Phyllis Schlafly: Groundbreaker?

Posted on the 12 November 2012 by Juliez

Phyllis Schlafly

For today’s young feminists, the name Phyllis Schlafly may be totally unfamiliar; if anything, it triggers a distant memory of a footnote in an AP US History textbook. Those activists who lived and fought during the Second Wave are, however, all too familiar with the uber-conservative activist.

Ever since the 1940s, Schlafly has preached that women should be barefoot, pregnant, and in the kitchen. She has said things like “By getting married, the woman has consented to sex, and I don’t think you can call it rape,” and has called Roe v. Wade “the worst decision in the history of the US Supreme Court.” She recently endorsed the candidacy of Todd Akin, of “the female body has ways to try to shut that whole thing down” infamy. In the 1970s, when states were voting on the Equal Rights Amendment (ERA), Schlafly waged the STOP ERA campaign. Although she believes womankind as a whole should be homemakers, she apparently doesn’t apply this rule to herself, considering she traveled around the country as part of STOP ERA. Her efforts were, unfortunately, successful; the ERA, which would ensure that “equality of rights under the law shall not be denied or abridged by the United States or by any state on account of sex,” was only ratified by 35 out of 38 states necessary. (Although the ERA was not passed in the 20th century, modern feminists have renewed interest in the amendment have resumed lobbying for its ratification.)

Given the above description, I think it’s impossible to call Schlafly a groundbreaker for women’s rights.

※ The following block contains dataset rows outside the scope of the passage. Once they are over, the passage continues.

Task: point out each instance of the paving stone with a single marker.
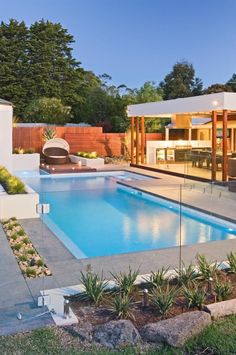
(222, 309)
(177, 330)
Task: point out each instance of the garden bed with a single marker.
(189, 290)
(29, 260)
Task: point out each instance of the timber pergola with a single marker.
(220, 105)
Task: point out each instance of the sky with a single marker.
(135, 41)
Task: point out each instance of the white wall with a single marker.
(25, 162)
(6, 113)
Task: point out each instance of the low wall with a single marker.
(21, 206)
(25, 161)
(79, 138)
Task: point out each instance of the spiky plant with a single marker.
(125, 281)
(187, 275)
(163, 299)
(194, 296)
(158, 278)
(95, 287)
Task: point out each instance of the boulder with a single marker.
(222, 309)
(116, 334)
(177, 330)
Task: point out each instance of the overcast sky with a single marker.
(139, 40)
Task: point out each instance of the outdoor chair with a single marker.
(56, 151)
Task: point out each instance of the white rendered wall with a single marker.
(25, 162)
(6, 113)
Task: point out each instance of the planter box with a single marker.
(21, 206)
(25, 161)
(222, 309)
(92, 163)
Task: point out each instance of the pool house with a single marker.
(198, 141)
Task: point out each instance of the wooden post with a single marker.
(213, 145)
(137, 140)
(142, 139)
(132, 140)
(224, 146)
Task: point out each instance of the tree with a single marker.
(13, 63)
(181, 82)
(53, 71)
(214, 88)
(47, 110)
(232, 82)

For some reason, makers.com seems to disagree.

According to its website, Makers.com is a “dynamic digital platform…showcasing hundreds of compelling stories from women of today and tomorrow.” There is also an affiliated documentary titled MAKERS: Women Who Make America that “will tell the story of the women’s movement through the firsthand accounts of the leaders, opponents, and trailblazers who created a new America in the last half-century.” One part of the website showcases “Groundbreakers,” whom the website defines as “firsts in their fields, visionary role models or frontline activists who sparked, and some who opposed, change for women.” To the amazement of feminists, Phyllis Schlafly is included as a Groundbreaker along with women like Gloria Steinem and Justice Ruth Bader Ginsburg.

My mentor, National Organization for Women (NOW) cofounder Sonia Pressman Fuentes, was extremely disturbed by this gross misrepresentation. She asked Betsy West and Dyllan McGee, the producers of makers.com and the filmmakers of the forthcoming documentary based on it, to remove Schlafly from the website and film. They refused, deciding to twice change the definition of Groundbreakers until they settled on the one quoted above. Although the newest definition of a Groundbreaker includes those who opposed women’s rights, it still makes no sense. “Since when are those who oppose progress considered groundbreakers?” Ms. Fuentes asks.

Additionally, although makers.com claims to include women alive today who were instrumental in changing women’s status during the last 50 years, the website and documentary do not include a single one of the nine living NOW cofounders. “This is unconscionable,” Ms. Fuentes said. When Ms. Fuentes complained about Schlafly’s inclusion and the noticeable dearth of NOW members, Betsy West offered to interview her several times in a clear effort to buy her off. Ms. Fuentes declined to be interviewed until Schlafly is taken off of makers.com, or at the very least switched from the status of Groundbreaker to something more accurate, like “opposition.”

To urge PBS and AOL (makers.com’s sponsors) to remove Schlafly from makers.com or, at least, remove her from the designation of Groundbreaker, Ms. Fuentes and I made an online petition (which you can sign here). We’ve gotten a lot of support in a short amount of time, and that means so much to the both of us. However, to get the attention of makers.com, PBS, and AOL we need we need to make this thing huge. Send the link to your friends, family, neighbors, and any organizations with which you are affiliated or that you think would be interested in this issue. Understanding the history of women’s rights is essential to ending gender inequality. Unless we ensure herstory is preserved correctly in websites and documentaries like makers.com, how can we expect to learn from the past and improve the future?